Ingrid Uebe
El vecino

Sara y sus padres se han mudado a una casa nueva. La casa está en un prado verde de las afueras de la ciudad. En la misma casa viven otras cinco familias, todos gente muy agradable. Sólo el vecino de al lado no se deja ver. Las persianas de sus ventanas no se levantan nunca.

A Sara le da lo mismo porque el vecino, además, no tiene niños.

—Es un señor que vive solo —había dicho el portero en cierta ocasión—. No da ninguna molestia y paga su alquiler con puntualidad. No sé nada más de él.

Sara tiene una hermosa habitación con balcón al jardín. Se acostumbró enseguida a la nueva casa. Una vez, de noche, estaba leyendo un libro de fantasmas. En realidad, hacía tiempo que debería estar durmiendo, pero la historia era tan emocionante…

De repente oyó cómo se levantaban las persianas de la vivienda de al lado. Al mismo tiempo chirrió también la puerta del balcón. Curiosa, Sara se levantó y subió su propia persiana lo suficiente para ver a través de ella. No tuvo que esperar mucho tiempo. En el balcón apareció una oscura silueta, con una larga capa que le colgaba de los hombros. Se encaramó sobre la baranda y permaneció un momento inmóvil, con los brazos abiertos. Un estremecimiento, frío como el hielo, corrió por la espalda de Sara. La oscura figura se alejaba volando. Aleteaba sobre el jardín como un gigantesco pájaro, volando cada vez más alto en dirección a la luna. Pronto no era más que una sombra proyectada en el disco claro y brillante de ésta. La sombra de un murciélago.

Al día siguiente, Sara fue al supermercado y compró una ristra de ajos con veinte cabezas por lo menos.

—Válgame Dios —dijo la señorita de la caja—, ¿qué quieres hacer con tantos ajos?

—Mi madre necesita un montón —contestó Sara, metiendo la ristra de ajos en una bolsa de plástico.

Ya en casa, escondió los ajos debajo de su cama. Su madre vino a darle las buenas noches, levantó la cabeza, arrugó la nariz olfateando y dijo:

—Aquí huele de una forma rara. Voy a abrir la ventana para que entre aire fresco.

—Sí, ábrela del todo, y deja la persiana subida. Me gusta tanto el viento por la noche —contestó Sara.

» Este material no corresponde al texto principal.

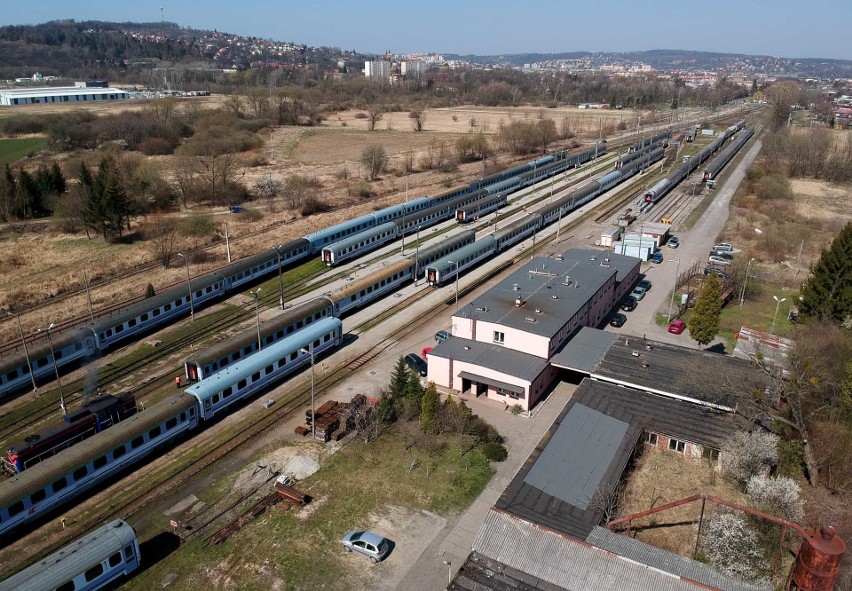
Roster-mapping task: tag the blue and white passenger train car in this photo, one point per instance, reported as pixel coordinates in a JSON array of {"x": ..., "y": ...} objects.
[
  {"x": 240, "y": 380},
  {"x": 88, "y": 563}
]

Cuando su madre se marchó, Sara siguió leyendo historias de fantasmas. El corazón le latía fuertemente por la emoción, pero no solamente por la historia. Por fin oyó que se levantaban las persianas del balcón de al lado. Se tiró de la cama y se escondió detrás de las cortinas. Pronto apareció de nuevo la negra figura en el balcón, abrió los brazos y voló hacia la luna. Rápidamente Sara extrajo los ajos del escondite, y salió con ellos al aire fresco de la noche. No le fue difícil pasar de su balcón al del vecino.

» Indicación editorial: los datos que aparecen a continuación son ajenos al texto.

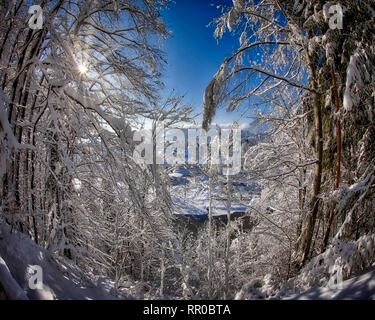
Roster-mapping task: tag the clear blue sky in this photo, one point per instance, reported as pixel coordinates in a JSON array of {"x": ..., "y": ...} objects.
[{"x": 193, "y": 54}]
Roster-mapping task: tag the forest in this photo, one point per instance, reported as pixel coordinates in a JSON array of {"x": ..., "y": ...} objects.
[{"x": 115, "y": 186}]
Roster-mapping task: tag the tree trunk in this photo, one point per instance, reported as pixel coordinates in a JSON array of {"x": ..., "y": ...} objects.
[
  {"x": 314, "y": 204},
  {"x": 338, "y": 163}
]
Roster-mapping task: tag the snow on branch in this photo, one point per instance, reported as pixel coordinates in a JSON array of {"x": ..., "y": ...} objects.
[{"x": 11, "y": 287}]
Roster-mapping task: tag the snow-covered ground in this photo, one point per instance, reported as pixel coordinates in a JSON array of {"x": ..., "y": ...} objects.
[
  {"x": 62, "y": 280},
  {"x": 357, "y": 288}
]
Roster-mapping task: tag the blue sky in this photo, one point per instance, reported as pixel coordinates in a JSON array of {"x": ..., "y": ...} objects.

Con un trozo de cordel amarró la ristra de ajos al tirador de la ventana abierta. Luego, silenciosamente, regresó a su habitación y bajó del todo las persianas. Un grito pavoroso le despertó de madrugada. Se oyó ruido de cristales rotos, luego bajar las persianas con furia. Cuando la noche siguiente estaban Sara y sus padres cenando patatas salteadas y pan con mantequilla, oyeron abrirse la puerta del vecino y después, abajo, la de la entrada de la casa. Mirando por la ventana, vieron en la calle parado ante la casa un carro, que tiraba un caballo y el cochero al lado. Dos hombres sacaban un pesado baúl de la casa.

—¡Uy! —exclamó la madre—, parece un sarcófago.

—Creo que nuestro vecino se muda —dijo el padre. ¿Por qué de noche? ¡Qué raro!

—¡Qué bien que se vaya! —pensó Sara aplicándose con gusto a las patatas.